Ma lei non sembra innervosirsi. Si ostina a osservarmi. Tanto che sono io a sentirmi a disagio per primo.

Mi allungo per recuperare la mia maglietta bianca, abbandonata su uno sgabello vicino al tavolo che mi separa dalla ragazza.

Mi osserva anche mentre la indosso. Me ne accorgo non appena i miei occhi spuntano dal buco in cui ho infilato la testa.

Li assottiglio, fulminandola con lo sguardo. Ed è la prima volta che lei batte ciglio.

«Fammi uscire» ripete lei, subito dopo, rafforzando la presa sul cannello a idrogeno.

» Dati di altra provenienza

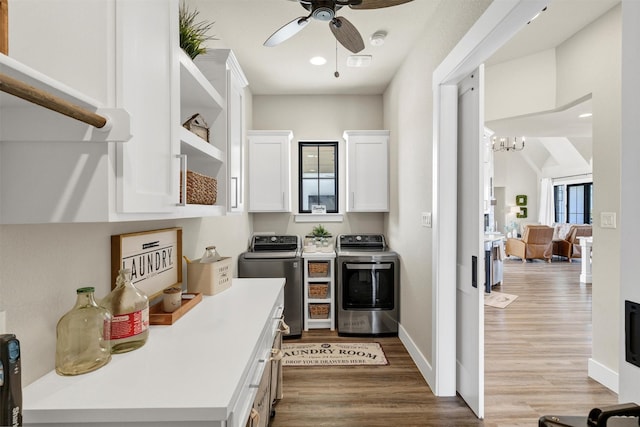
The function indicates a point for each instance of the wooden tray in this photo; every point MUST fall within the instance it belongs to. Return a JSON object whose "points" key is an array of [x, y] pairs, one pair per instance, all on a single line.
{"points": [[159, 317]]}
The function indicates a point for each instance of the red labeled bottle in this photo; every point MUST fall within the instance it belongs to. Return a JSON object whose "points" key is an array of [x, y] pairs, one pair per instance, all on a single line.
{"points": [[129, 308]]}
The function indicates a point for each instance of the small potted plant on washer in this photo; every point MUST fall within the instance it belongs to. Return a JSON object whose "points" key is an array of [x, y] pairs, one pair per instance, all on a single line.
{"points": [[321, 235]]}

Sbuffo, quasi divertito. «Non sei nella posizione per darmi ordini. Non sono io, l'ostaggio.»

Ha bisogno di una chiave elettronica per riaprire il cancello dal quale dev'essere entrata, sgattaiolando chissà come mentre veniva aperto. O forse ha scalato le mura, e poi è balzata all'interno? Sono curioso, ma non abbastanza da chiederglielo.